The Sunday Mail
Ishemunyoro Chingwere Agriculture Corner
Hello dearest farmer. Do I hear “why dearest” murmurs?Let me put this into perspective. Zimbabwe is reeling from the effects of a cash crunch. To compound the situation, the country has been spending millions importing grain, further straining national coffers.
But thanks to our farmers, the country will import no more after a bumper harvest on the back of good rains that were recorded in the 2016/17 season.
Are there still more “why dearest” murmurs?
In three weeks since the opening of the tobacco auction floors, these farmers I call dearest have earned the country US$47 million and they are promising to surpass the over US$800 million earned last year.
Now, allow me to pop the champagne to the news that ailing meat-processing giant, the Cold Storage Company, which has been operating at less than 10 percent capacity, has received US$18 million in recapitalisation from the National Social Security Authority.
But before focus is lost in the celebrations, farmers should be reminded of the need to rebuild the national herd. Our focus today is on in-calf cows and their general requirements.
Let me start by putting my head on the block and say as long as there is an active bull in your locality and the bull to cow ratio is good, I bet my last cent that as you read this instalment your cow is in-calf or in layman’s language — it is pregnant.
This is so, because in Zimbabwe research and farmer interactions have shown that the bullying season is generally — but not exclusively — between September and March. So chances are that it is currently in the second or first trimester.
Generally, bulls are almost always ready to breed anytime of the year for as long as they are in good health and there is an available female which is on heat. However, females usually go on heat when they are reasonably fat.
In communal ranching, the bullying season is usually around November to end of March, the simple reason being that this is the time cows begin to improve their body condition.
There are many reasons why it is also beneficial to the calf to be conceived during the said time and this will be discussed in future instalments of this column.

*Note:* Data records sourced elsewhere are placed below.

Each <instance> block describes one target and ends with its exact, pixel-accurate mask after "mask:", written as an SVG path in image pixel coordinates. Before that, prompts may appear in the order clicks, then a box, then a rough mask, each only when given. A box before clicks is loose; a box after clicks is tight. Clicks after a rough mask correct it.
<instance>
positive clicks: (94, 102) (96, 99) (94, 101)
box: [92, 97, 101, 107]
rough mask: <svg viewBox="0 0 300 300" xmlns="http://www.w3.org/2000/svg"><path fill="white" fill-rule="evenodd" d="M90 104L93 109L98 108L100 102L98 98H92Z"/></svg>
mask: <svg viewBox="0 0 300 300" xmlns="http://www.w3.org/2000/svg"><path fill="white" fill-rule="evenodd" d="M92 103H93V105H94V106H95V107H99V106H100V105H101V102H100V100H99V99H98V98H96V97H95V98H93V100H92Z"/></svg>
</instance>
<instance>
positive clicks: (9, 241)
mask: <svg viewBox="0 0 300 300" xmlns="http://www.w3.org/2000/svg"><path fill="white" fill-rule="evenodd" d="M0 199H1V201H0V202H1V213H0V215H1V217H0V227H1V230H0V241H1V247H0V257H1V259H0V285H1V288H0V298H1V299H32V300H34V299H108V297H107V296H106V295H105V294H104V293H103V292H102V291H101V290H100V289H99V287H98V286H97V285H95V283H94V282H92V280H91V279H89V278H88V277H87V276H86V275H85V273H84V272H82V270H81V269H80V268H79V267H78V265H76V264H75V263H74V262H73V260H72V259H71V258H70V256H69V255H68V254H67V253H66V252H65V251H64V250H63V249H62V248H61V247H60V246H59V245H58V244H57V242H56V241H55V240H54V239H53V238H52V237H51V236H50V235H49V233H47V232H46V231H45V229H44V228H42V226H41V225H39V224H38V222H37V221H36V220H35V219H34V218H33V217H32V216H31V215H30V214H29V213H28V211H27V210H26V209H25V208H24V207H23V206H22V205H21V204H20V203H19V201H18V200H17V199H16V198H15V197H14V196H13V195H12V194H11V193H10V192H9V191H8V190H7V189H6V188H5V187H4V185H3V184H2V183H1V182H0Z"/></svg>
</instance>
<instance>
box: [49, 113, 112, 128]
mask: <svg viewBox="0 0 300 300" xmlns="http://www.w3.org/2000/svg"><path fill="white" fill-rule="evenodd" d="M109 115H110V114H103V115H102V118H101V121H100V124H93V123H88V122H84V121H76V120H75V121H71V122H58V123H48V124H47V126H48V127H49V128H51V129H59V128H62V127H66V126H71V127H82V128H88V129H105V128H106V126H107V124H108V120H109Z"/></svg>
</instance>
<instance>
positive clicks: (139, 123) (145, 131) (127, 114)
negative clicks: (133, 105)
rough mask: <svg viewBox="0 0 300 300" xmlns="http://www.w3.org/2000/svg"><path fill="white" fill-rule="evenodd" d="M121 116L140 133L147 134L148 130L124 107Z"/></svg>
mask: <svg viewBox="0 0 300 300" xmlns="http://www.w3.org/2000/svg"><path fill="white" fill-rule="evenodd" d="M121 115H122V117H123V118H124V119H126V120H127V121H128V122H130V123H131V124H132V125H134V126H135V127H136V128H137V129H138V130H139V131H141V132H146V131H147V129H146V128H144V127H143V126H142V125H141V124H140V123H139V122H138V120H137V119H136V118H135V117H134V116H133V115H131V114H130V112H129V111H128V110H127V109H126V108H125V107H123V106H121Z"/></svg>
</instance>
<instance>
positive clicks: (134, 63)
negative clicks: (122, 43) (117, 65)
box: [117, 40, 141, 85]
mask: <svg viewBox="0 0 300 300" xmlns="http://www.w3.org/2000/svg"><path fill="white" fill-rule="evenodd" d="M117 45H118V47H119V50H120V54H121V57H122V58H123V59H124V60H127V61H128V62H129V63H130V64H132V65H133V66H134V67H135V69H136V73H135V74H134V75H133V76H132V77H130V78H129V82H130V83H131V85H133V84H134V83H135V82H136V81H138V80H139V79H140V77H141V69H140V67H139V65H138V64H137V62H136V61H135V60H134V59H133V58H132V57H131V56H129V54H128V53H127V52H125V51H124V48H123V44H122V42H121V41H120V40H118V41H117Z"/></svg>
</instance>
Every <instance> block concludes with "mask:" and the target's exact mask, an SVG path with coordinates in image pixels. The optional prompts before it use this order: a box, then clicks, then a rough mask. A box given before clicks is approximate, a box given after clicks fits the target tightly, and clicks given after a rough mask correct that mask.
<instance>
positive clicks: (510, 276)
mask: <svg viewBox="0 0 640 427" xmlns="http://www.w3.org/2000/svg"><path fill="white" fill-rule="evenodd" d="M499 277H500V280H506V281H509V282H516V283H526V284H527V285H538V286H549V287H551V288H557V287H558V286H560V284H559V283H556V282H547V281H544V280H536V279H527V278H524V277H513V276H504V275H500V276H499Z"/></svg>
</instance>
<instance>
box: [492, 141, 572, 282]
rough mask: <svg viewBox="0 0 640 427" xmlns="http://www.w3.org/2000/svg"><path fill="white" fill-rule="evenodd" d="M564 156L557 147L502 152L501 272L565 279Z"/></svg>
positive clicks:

A farmer with an in-calf cow must make sure that the cow stays disease-free and gets the best in terms of nutrition so as to support its well-being and the foetus growing in its womb.
The need is even higher in heifers because unlike cows, the former also needs nutrition to support its own growth because heifers conceive before reaching full body weight.
Chances are if the cow gets sick, the first defence line is to dispose of the foetus and face the disease that would have entered the body.
It is also advisable that the in-calf animal should avoid walking long distances in search of water or for any another reason as this might result in stress and pose danger to the foetus.
Most communal farmers depend on cows, who sometimes are in-calf, for draught power but in my interactions with Zimbabwe Commercial Farmers Union president, Mr Wonder Chabikwa, the rancher said cows should never be used for this.
“Cows must never be used for draught power whether in-calf or not because the benefits of getting a calf outweigh what you get from its draught. They are exclusively there to reproduce and must remain as such,” said Mr Chabikwa.
One of the biggest challenges to the well-being of cattle and livestock in general is ticks and internal parasites.
Internal parasites, in particular, thrive in stagnant waters and with the rain season now over, cattle are more likely to drink from stagnant water bodies thereby escalating chances of them being infested by these deadly worms.
Nodular worms, wire worms and ring worms are the most prevalent. It is, therefore, advisable that an in-calf cow stays free of these parasites.
The challenge that the farmer faces, however, is that some of the de-worming chemicals in the country are not good for in-calf cows and heifers. It is advisable for a farmer with an in-calf animal to make sure that they use chemicals that are clearly marked “safe for pregnant animals”.
Due to the numerous types of worms afflicting cattle and livestock in general, a farmer is better off using a dose that is broad spectrum and most importantly interchange these doses from one season to the other. Most injections and especially antibiotics are not recommended for pregnant animals so farmers are generally discouraged from using these, but in desperate situations where the farmer risks losing both the mother and the unborn foetus it is worth risking the foetus and serving the mother by administering the antibiotic.
To avoid this dilemma farmers should make sure their stock is vaccinated against diseases.